I hate going to church.
There, I've said it! I know it's a terrible thing to admit to, but right now it's really true. I dread Sundays so much.
It's nothing to do with the religion part of church or the people at church. Still love all of that. It's just the stress of dealing with my kids on Sunday mornings!
Since we have early church right now, I get up at 6:30 to get showered and dressed and gather all the snacks and diapers and sippies and everything else needed for the kids. Then I try and drag everyone else out of bed and get them ready to go. Brekken is usually happy to get up and go, but he's the only one. Then I'm trying to get the kids fed and dressed for church while Aaron gets himself ready. On days like yesterday it's really hard because the kids are cranky and they don't want to eat (or at least they don't want to eat anything that I'm offering) so I'm fighting with them over every bite. But I can't just give up and let them not eat because they have to get through the next 2 1/2 - 3 hours before there's a chance to eat again. Then it's time to wrestle them into church clothes, which none of them want to put on.
By the time the kids and Aaron are ready to go, we're usually running late. That stresses me out, because I have to be there in time to lead the opening hymn. So if I come in late, it's really obvious. Then I have a bit of a break because Aaron takes Haley and Preston to Primary and I just have Brekken for the first two hours. Brekken is easy to deal with. Give him a snack or a bottle and a toy and he's happy. But then it's time for Sacrament meeting, and that's when things really go downhill...

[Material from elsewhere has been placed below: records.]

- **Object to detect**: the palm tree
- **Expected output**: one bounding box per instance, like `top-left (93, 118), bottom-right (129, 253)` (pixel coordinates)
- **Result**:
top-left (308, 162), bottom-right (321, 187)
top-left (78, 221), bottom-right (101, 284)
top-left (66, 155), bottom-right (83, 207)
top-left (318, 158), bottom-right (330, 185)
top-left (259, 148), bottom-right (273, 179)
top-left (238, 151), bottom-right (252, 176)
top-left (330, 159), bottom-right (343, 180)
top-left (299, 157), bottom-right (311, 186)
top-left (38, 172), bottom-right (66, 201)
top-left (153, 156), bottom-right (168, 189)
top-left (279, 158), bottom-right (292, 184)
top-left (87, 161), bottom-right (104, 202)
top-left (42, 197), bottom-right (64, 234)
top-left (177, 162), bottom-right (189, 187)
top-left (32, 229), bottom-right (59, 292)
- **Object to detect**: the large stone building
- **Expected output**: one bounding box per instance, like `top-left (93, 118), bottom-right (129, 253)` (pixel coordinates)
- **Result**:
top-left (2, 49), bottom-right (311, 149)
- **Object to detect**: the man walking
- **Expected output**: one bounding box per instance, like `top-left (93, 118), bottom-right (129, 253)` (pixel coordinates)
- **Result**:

Haley & Preston immediately start whining for snacks. So I'll often give them a little snack before the meeting starts. But that's never enough. And they're whining and tired of being there. And Preston wants to run off. And by that time Brekken is tired and cranky too. And Aaron always has to help pass the Sacrament, so he's not there to help. So as the meeting starts I'm trying to get them to be quiet and sit still and stop whining and all of that is made more difficult because I'm trying to do it at a whisper to try not to further annoy everyone sitting around us. Then the bread and water come around and I'm trying to manage to help the kids get some without Brekken diving headfirst into the tray or Preston helping himself to an entire handful instead of a single piece. And of course, the person passing the trays is standing there waiting to get the tray back as I'm trying to manage all of this and taking way longer than necessary. And then Preston cries because he wants more and Haley is usually whining at me about something or other. And neither of them will be quiet so everyone in the chapel gets to hear it all.
Things get a little better once Aaron comes back to sit with us after the Sacrament, but there's still so much whining and loudness and trying to escape under the benches and fighting with each other and on and on... I'm just so tired of it. I don't hear anything the speakers say because I'm always so busy dealing with the kids. By the end of church I'm tired and cranky right along with the kids.
I know it will get better as the kids get older, but right now that feels like a long time away!